If it were saying this a few years ago, the picture forming in your mind as you read the above sentence would be a person with a cup of coffee and an actual hard-paper book in his or her hands.
But in this day and age, a book could mean a print book or an e-book. With the rising popularity of devices like the iPad, have we come to a stage where print books stand the danger of being completely eradicated?
The answer is not a very simple one. While print books do stand the danger of being endangered, they are not in a position of being eradicated completely. Several advantages make the e-books superior to print books. The most obvious one being the age-old concept of “saving trees”. Global warming is on the rise, most people believe Armageddon is approaching. People are beginning to realize earth may have an expiration date and it has come to their senses that they should do what is possible to put off the aforementioned expiration date. Using e-books would mean saving paper, which would mean saving trees.

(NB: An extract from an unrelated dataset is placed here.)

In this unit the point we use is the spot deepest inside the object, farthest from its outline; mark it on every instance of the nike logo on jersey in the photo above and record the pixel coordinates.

Ease of access is another reason the e-book revolution could happen. More often than not, buying an e-book off an online store is much easier than dragging oneself to various bookstores in hopes of finding that illusive book. You may or may not end up going back with a copy with you. The same won’t happen with e-books. If you want a copy, you will get it.
Portability is yet another factor to consider in this debate. While lugging around five to six books for your summer vacation will be hard, if you have a laptop or an iPad, you can have multiple e-books stored in either of them-pick whatever you want to read and life is all the more simpler.
Then what is it that is keeping the printed word alive? Consider this, you are an author. You would worry more about piracy of your e-books than your printed books. You are a reader, you may not have the necessary software for reading e-books. Not everyone can afford an e-book reader or an iPad, or even a laptop.
There could be several kinks in the system. There is the strain on the eyes one has to consider if he or she is used to reading e-books a lot.
The rise of e-books is also resulting in the decline of bookstores. Borders — the chain of bookstores based in the USA recently announced the closing sown of 511 of its stores in the US and Puerto Rico after declaring bankruptcy.
It’s true that both forms have their advantages.
But personally I prefer the traditional way. Half the joy in reading I experience comes from the anticipation before I turn each page, the smell of a book — be it old or new. Books have a particular smell that does transport you to another world. Also, I would prefer shopping for books aimlessly wandering around a bookstore for hours rather than browse online for an e-book. Being surrounded by so many books is a joy in itself.
What about you? E-books, or paperback?